The company blamed its demise in part on the “unexpected bankruptcy filing of Katerra’s former lender”. Greensill lent the company $440 million, packaged the debt, and sold it to Credit Suisse as part of a dedicated supply chain financing fund — packing bills that Greensill markets as risky investments short.
Those funds eventually grew to more than $10 billion before being suspended by Credit Suisse in March of this year.
At the end of 2020, SoftBank agreed to pour emergency money into Greensill, to cover debts at Katerra. But the Financial Times revealed earlier this year that the cash never reached the Credit Suisse fund.
The Swiss bank is now seeking to verify what SoftBank executives, including chairman and chief executive Masayoshi Son, knew about the deal by subpoenaing documents through a US court. Ky.
On Thursday, Credit Suisse filed a discovery of section 1782 in the US that would allow it to obtain documents and communications exchanged between SoftBank and Katerra.
In the filing, lawyers representing Credit Suisse allege that SoftBank masterminded the financial restructuring of Katerra by the end of 2020, in which Greensill agreed to write off $440 million in debt in exchange for a stake in Katerra.
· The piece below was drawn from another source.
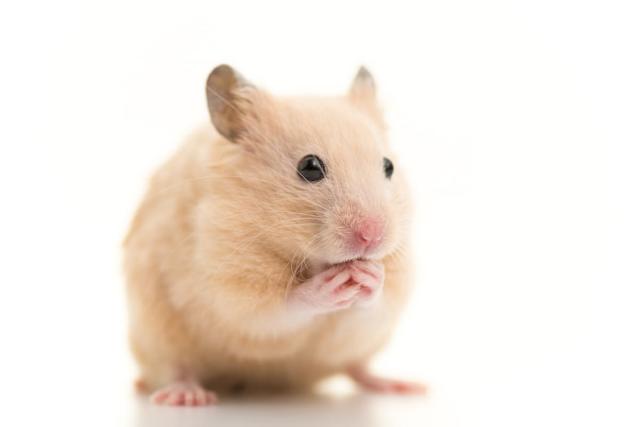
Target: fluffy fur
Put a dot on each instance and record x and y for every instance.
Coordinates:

“In other words, SoftBank arranged an arrangement in which Greensill purportedly waives its right to $440 million in debt. . . even though it was [Credit Suisse] who ultimately succumbed to that deal. However, no one notices [Credit Suisse] that this sequence of events occurred,” according to the filing.
“No SoftBank entity is an official party to [deal], but there’s no doubt that SoftBank knew about it,” it said. The filing details how Jeffrey Housenbold, then a managing partner at SoftBank Investment Advisers, was on Katerra’s board.
Ultimately, Credit Suisse anticipates launching a lawsuit against SoftBank in the UK and has hired lawyers to settle the case, according to a person with knowledge of the process.
Credit Suisse declined to comment. SoftBank did not immediately respond to a request for comment.